The company is still spending $40m (£24.7m) per day to restore the Gulf of Mexico after the world's worst-ever oil spill and the costs of the clean-up and compensation have hit $39.9bn , it said. But a new surge in the price of oil means more revenues are coming in to the company and it has also made progress with a plan to sell about $30bn of assets across the globe to raise funds.
BP suspended its dividend in June, when oil was still gushing from its ruptured Macondo well, when public anger in the US was at its height and there were real concerns about whether the company would be able to survive. At the time, it said there would be no more payouts in 2010 and the issue would be revisited at the time of the fourth-quarter results, which are due next February.
Byron Grote, the chief financial officer of BP, said yesterday that no decisions hadd yet been taken "but the improving financial condition of the company and the strength of our disposal proceeds are encouraging".
The company could announce either "a dividend payment or a dividend policy" in February, he added.
The oil giant had been expected to pay out a total of $10bn in quarterly dividends for 2010 and the suspension of the payments proved a hit to UK pension funds and other investors.

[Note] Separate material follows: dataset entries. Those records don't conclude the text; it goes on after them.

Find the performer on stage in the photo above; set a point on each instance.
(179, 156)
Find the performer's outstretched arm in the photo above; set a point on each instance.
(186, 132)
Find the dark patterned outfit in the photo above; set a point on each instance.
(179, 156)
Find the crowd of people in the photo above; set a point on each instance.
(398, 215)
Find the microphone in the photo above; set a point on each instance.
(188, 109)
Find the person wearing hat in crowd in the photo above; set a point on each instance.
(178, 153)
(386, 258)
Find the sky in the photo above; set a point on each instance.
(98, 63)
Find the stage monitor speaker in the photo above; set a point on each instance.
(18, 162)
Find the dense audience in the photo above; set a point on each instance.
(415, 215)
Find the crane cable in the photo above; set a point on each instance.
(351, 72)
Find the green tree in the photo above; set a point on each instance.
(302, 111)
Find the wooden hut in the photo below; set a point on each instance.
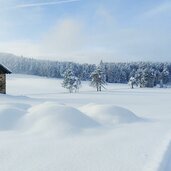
(3, 72)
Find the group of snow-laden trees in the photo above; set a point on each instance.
(148, 77)
(71, 82)
(141, 74)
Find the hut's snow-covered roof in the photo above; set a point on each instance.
(4, 70)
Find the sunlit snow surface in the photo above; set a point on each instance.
(43, 127)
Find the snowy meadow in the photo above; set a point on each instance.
(43, 127)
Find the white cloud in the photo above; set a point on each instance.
(28, 5)
(157, 10)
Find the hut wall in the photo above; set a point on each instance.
(2, 83)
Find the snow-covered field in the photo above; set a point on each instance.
(44, 128)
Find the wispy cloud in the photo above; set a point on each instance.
(160, 9)
(42, 4)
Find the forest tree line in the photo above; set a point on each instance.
(147, 74)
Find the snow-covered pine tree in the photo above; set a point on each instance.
(148, 78)
(70, 82)
(97, 79)
(132, 82)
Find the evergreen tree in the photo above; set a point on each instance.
(132, 82)
(70, 82)
(97, 79)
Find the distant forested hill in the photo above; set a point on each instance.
(115, 72)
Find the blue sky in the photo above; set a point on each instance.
(87, 30)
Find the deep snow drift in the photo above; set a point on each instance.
(43, 127)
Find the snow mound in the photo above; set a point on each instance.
(56, 118)
(10, 114)
(109, 114)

Due to its size and the erstwhile stability of its business, BP had accounted for £1 out of every £7 paid out in dividends by UK companies.
The Macondo well ruptured in April after an explosion that killed 11 workers and sank the Deepwater Horizon rig. Results for the three months to 30 September showed BP having to make a further $7.7bn in provisions to cover the cost of the disaster, taking the total close to $40bn.

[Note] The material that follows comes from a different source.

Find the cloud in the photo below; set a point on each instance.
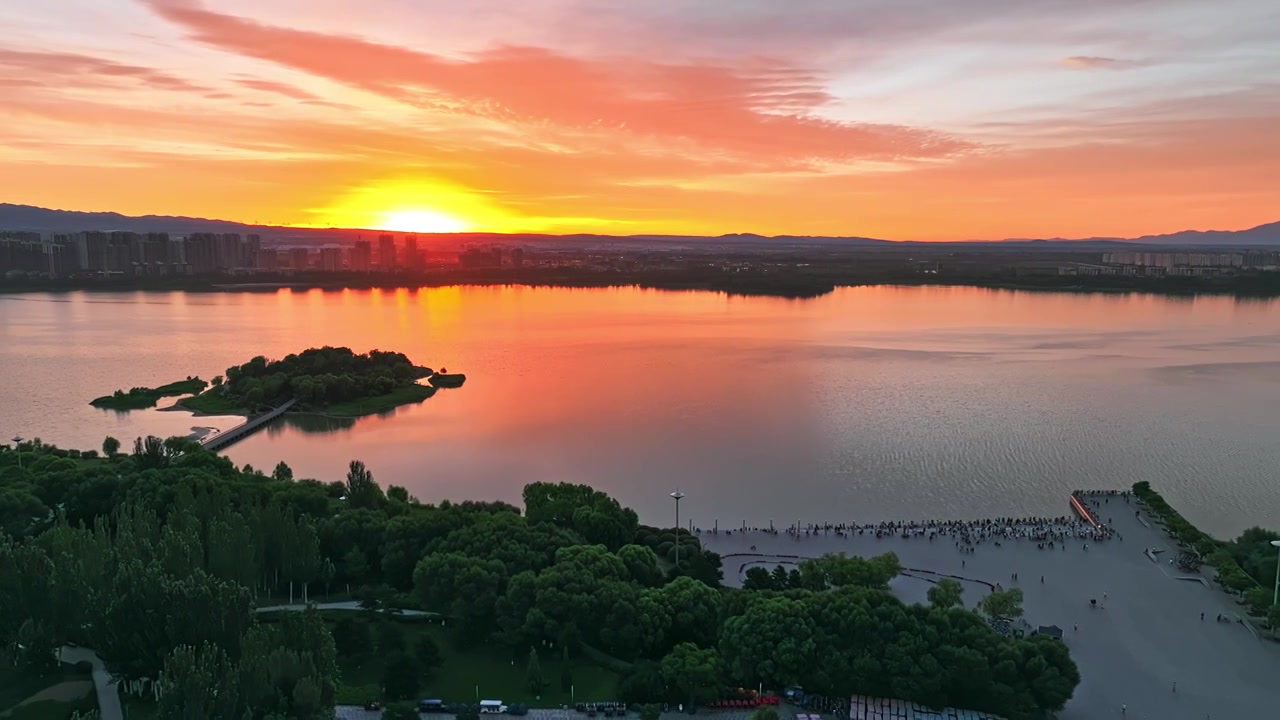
(85, 71)
(755, 108)
(284, 90)
(1096, 63)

Although Macondo had already been capped by the time of the last results, it took until September to activate a relief well that finally sealed it.
The extra provisions held BP's third-quarter net income back to $1.8bn, compared with $5.3bn for the same period last year, but that represented a large rebound from a $17.2bn loss in the three months to 30 June. Bob Dudley, BP's boss in the US, who was put in charge of repairing the well and cleaning up the spill and has since been elevated to chief executive of the whole group, said the company was "well on track for recovery", although he said it would not be attempting to expand its Gulf of Mexico operations any time soon.

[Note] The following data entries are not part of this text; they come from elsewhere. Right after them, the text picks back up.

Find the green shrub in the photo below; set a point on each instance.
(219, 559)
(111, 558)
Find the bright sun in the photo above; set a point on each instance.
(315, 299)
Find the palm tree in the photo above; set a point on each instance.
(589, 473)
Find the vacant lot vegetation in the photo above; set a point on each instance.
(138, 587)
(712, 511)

"It wouldn't be sensible for us to be the first one to raise our hand and rush in with a permit," he added. "We are still embedding the lessons from this incident."
Mr Dudley took over the top job one month ago after the departure of Tony Hayward, whose gaffe-prone public appearances were judged to have inflamed public and political opinion against the company.
BP has been paying into a $20bn ring-fenced compensation account, which is being doled out to individuals and businesses affected by the disaster on the basis of rulings by an independent attorney, Ken Feinberg. But much uncertainty still remains over the ultimate cost of the spill to BP, not least because it is not known how much liability it will be able to share with its contractors and partners in the Macondo well. BP says it was not itself "grossly negligent" and has been working out the likely costs of the disaster based on that assumption.
Last week, a US presidential commission declared that Halliburton, which made the cement supposed to control the well, had known that the material could have been unstable. And yesterday, the Japanese firm Mitsui, which owns 10 per cent of the well, said it had been billed $1.9bn by BP to cover costs of the spill, but was currently withholding payment.
BP's shares closed 7.65p higher at 431.65p last night. Richard Griffith of Evolution Securities in London said the market appeared to expect that the total costs of the spill would continue to rise, but that the worst might in fact already be behind the company. He said: "We maintain our 'buy' recommendation, as we believe the true liability for the Macondo accident to be nearer $25bn to $30bn, as opposed to the $60bn the market is discounting."